Blog Post

Young Women Impacted Most by Record High STDs

Commentary by Susan Brinkmann, OCDS

More than two million cases of chlamydia, gonorrhea and syphilis were reported in the United States in 2016, the highest number ever, according to the annual Sexually Transmitted Disease Surveillance Report released by the Centers for Disease Control and Prevention (CDC) – with young women bearing the brunt of these infections.

According to the CDC, the majority of these new diagnoses (1.6 million) were cases of chlamydia. However, equally concerning were 470,000 gonorrhea cases and almost 28,000 cases of primary and secondary syphilis which are the most infectious stages of the disease.

While all three of these STDs can be cured with antibiotics, if left undiagnosed and untreated, they can have serious health consequences, including infertility, life-threatening ectopic pregnancy, stillbirth in infants, and increased risk for HIV transmission.

“Increases in STDs are a clear warning of a growing threat,” said Dr. Jonathan Mermin, director of CDC’s National Center for HIV/AIDS, Viral Hepatitis, STD, and TB Prevention. “STDs are a persistent enemy, growing in number, and outpacing our ability to respond.”

Young women continue to bear the greatest burden of chlamydia (nearly half of all diagnosed infections) with surges in syphilis and gonorrhea increasingly affecting new populations.

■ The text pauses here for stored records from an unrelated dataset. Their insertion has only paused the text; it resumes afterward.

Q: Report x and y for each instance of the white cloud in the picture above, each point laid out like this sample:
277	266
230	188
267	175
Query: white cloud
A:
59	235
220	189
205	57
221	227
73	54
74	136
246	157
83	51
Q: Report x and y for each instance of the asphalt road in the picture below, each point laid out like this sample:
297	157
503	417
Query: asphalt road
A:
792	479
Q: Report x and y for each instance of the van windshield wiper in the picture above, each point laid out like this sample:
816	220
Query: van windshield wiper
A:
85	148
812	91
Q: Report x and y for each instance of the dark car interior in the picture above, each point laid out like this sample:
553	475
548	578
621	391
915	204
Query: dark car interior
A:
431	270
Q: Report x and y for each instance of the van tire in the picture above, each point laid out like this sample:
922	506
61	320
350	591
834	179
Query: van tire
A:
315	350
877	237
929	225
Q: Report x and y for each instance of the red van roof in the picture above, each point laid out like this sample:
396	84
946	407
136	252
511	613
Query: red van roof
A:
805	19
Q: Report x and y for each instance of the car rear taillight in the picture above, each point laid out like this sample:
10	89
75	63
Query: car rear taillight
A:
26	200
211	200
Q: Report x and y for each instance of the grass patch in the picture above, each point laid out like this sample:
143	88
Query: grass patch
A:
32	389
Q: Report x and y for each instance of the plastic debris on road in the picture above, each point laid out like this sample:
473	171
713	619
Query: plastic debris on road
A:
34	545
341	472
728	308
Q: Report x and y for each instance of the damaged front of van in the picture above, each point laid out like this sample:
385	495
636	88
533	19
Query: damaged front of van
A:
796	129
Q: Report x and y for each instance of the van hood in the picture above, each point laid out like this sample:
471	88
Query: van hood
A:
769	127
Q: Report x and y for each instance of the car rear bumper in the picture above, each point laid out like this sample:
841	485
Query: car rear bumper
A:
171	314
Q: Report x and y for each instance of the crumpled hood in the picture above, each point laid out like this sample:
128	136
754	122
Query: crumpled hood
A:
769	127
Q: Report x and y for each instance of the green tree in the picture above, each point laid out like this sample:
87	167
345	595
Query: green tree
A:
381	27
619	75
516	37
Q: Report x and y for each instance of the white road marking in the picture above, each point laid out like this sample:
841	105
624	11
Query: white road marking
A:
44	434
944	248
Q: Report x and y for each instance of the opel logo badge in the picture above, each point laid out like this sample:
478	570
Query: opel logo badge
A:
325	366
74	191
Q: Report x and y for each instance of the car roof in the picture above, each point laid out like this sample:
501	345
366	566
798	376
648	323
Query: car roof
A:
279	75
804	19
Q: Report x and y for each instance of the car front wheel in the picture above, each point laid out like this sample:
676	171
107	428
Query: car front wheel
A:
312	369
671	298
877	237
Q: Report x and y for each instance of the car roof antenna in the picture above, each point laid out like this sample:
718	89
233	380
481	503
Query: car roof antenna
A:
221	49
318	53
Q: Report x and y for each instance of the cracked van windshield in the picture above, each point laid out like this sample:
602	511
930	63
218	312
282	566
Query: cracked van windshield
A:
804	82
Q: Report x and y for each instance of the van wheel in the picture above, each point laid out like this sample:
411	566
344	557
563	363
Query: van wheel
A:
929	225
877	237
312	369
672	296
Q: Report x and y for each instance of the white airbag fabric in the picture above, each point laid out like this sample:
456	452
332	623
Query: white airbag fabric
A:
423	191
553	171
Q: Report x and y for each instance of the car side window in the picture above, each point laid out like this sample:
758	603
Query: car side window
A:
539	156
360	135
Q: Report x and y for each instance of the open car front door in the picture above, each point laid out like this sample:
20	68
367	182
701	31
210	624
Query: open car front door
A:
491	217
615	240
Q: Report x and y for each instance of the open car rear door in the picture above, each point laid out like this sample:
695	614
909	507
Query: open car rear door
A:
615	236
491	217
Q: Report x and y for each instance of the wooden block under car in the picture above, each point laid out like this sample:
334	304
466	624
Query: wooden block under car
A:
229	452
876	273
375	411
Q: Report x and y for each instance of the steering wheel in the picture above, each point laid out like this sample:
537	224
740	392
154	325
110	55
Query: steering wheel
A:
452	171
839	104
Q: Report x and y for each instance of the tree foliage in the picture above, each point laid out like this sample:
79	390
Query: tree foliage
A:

Syphilis rates increased by nearly 18 percent overall from 2015 to 2016. The majority of these cases occur among men – especially gay, bisexual and other men who have sex with men (MSM) – however, there was a 36 percent increase in rates of syphilis among women, and a 28 percent increase in syphilis among newborns (congenital syphilis) during this period.

More than 600 cases of congenital syphilis were reported in 2016, which has resulted in more than 40 deaths and severe health complications among newborns. The disease is preventable through routine screening and timely treatment for syphilis among pregnant women.

“Every baby born with syphilis represents a tragic systems failure,” said Gail Bolan, director of CDC’s Division of STD Prevention. “All it takes is a simple STD test and antibiotic treatment to prevent this enormous heartache and help assure a healthy start for the next generation of Americans.”

While gonorrhea increased among men and women in 2016, the steepest increases were seen among men (22 percent). Research suggests that a large share of new gonorrhea cases are occurring among MSM. These trends are particularly alarming in light of the growing threat of drug resistance to the last remaining recommended gonorrhea treatment.


MSM also bear a great syphilis burden. MSM make up a majority of syphilis cases, and half of MSM diagnosed with syphilis were also living with HIV – pointing to the need to integrate STD and HIV prevention and care services.

The CDC is recommending increased focus on improving diagnosis and treatment of pregnant women with syphilis in order to avoid contagion to newborns. They are also planning to help state and local health departments develop rapid testing for drug-resistant gonorrhea in order to quickly find and treat affected individuals.

Unfortunately, instead of calling for sexual abstinence until marriage, which is the only sure way to dramatically decrease these appalling numbers, the CDC is continuing to recommend that people use condoms (which are rarely used correctly) or practice mutual monogamy if sexually active. This dooms our youth to not only a lifetime of potential disease, but to the heartache of trying to find love in all the wrong places.

With young women are bearing the brunt of these diseases, it’s important to reinforce the need for girls to live chastely in order to insure both their physical and emotional health.

As we teach in our Young Women of Grace study, “The Church’s call to remain abstinent until marriage isn’t just about avoiding pregnancy or sexually transmitted diseases – it’s about finding real love.”

Studies have found that most teens, both male and female, aspire to marry and raise a family, a dream that should not be stolen from them by secular cultural trends that continue to glorify the very promiscuity that is causing this dangerous epidemic.